In a relationship, it is normal for couples to argue. However, how the arguments are handled is important and also a delicate issue to be looked upon. Arguments are what helps a couple grow stronger but it can also tear a couple apart. The reasons for arguments are usually due to indifference and insensitivity. Females are more in touch with their inner emotions and they deal with people around them through how they feel around the person. Females hang around more with persons whom they feel comfortable and happy with. It is mostly how they feel with a person that judges the bond they form with another.
Males on the other hand are less emotional and less feeling type. They view feeling as a form of weakness and that if feelings are revealed, it shows a vulnerable spot for others to take advantage of. Since young, boys have been taught to be strong and to be protectors, rulers and hunters. These roles are viewed to be strong and powerful, feelings and emotions don't have their place in them. As a result, men are viewed to be arrogant when it comes to emotional problems and not as sensitive emotionally as woman are.
When a man and a woman come together, it can almost be related to a dog and cat analogy, where "you can't live with one another but you cannot live without each other." This is because when a man and woman live together, in general, the women might feel very disgusted at the way a man can live in such dirty environments while men feel like a female is intrusive in terms of cleanliness and does not like a woman to boss the way they live.
Arguments arrive due to indifference and insensitivity. Males are indifferent and insensitive to a woman's wants and needs, while woman are indifferent and insensitive to the ego that runs through the blood of a man. As a result, when an argument arises, both parties destroy one another. However, how arguments are dealt with is very subjective depending on how the personalities of the two persons are. Assuming the typical female and male, females tend to use generalized statements such as "you never...." Or "you always..." These words are accusations by nature and men will bring out their defense mechanisms to counter it by either shutting down or not listening or argue further. When a man decides to shut down, a woman gets even angrier at the situation and starts to bring up more accusations. This is where a man's insensitivity looks very bad to a woman while a man feels like his ego is being crushed because he is not doing a good job of being the man he thinks he is.
Therefore, when dealing with arguments, what makes or breaks an argument is the words we use to express ourselves.
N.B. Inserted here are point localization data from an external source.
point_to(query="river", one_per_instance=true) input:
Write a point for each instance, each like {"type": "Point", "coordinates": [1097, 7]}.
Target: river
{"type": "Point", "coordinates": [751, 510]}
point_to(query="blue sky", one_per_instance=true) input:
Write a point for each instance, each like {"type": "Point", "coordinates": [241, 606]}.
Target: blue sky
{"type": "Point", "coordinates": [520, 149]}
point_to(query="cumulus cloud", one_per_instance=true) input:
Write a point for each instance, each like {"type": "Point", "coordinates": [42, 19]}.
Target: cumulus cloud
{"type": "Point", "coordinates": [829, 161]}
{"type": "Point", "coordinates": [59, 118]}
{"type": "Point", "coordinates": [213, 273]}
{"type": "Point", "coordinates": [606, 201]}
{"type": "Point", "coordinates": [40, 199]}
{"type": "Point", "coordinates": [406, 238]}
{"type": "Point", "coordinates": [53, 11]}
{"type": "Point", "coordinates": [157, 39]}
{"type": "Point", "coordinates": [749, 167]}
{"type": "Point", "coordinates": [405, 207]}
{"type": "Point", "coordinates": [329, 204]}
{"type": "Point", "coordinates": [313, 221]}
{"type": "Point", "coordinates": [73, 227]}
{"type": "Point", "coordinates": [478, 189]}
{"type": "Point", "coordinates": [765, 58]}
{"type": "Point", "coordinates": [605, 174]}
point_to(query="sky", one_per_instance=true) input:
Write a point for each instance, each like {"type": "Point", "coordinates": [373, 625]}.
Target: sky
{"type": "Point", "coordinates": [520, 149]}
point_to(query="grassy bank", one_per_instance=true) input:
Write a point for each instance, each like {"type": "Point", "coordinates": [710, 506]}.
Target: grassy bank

It is easy to just say things like we mean it. However, it is important to be conscious of how many things have various ways and methods of saying it and that how we change the situation around through the use of words is very powerful, especially since a lot of arguments can take place on the phone or via text message these days. Instead of a girl using "You never..." you could change it to say "I feel that it would be nice for you to..." which is a big difference because if you start the sentence with "you" directing it at the other party, it is accusation and that person will definitely become defensive because the words "you never" indicates that nothing has ever been done to improve and unless you feel that strongly for the action that you require be done, usage of words starting with "you" should be avoided.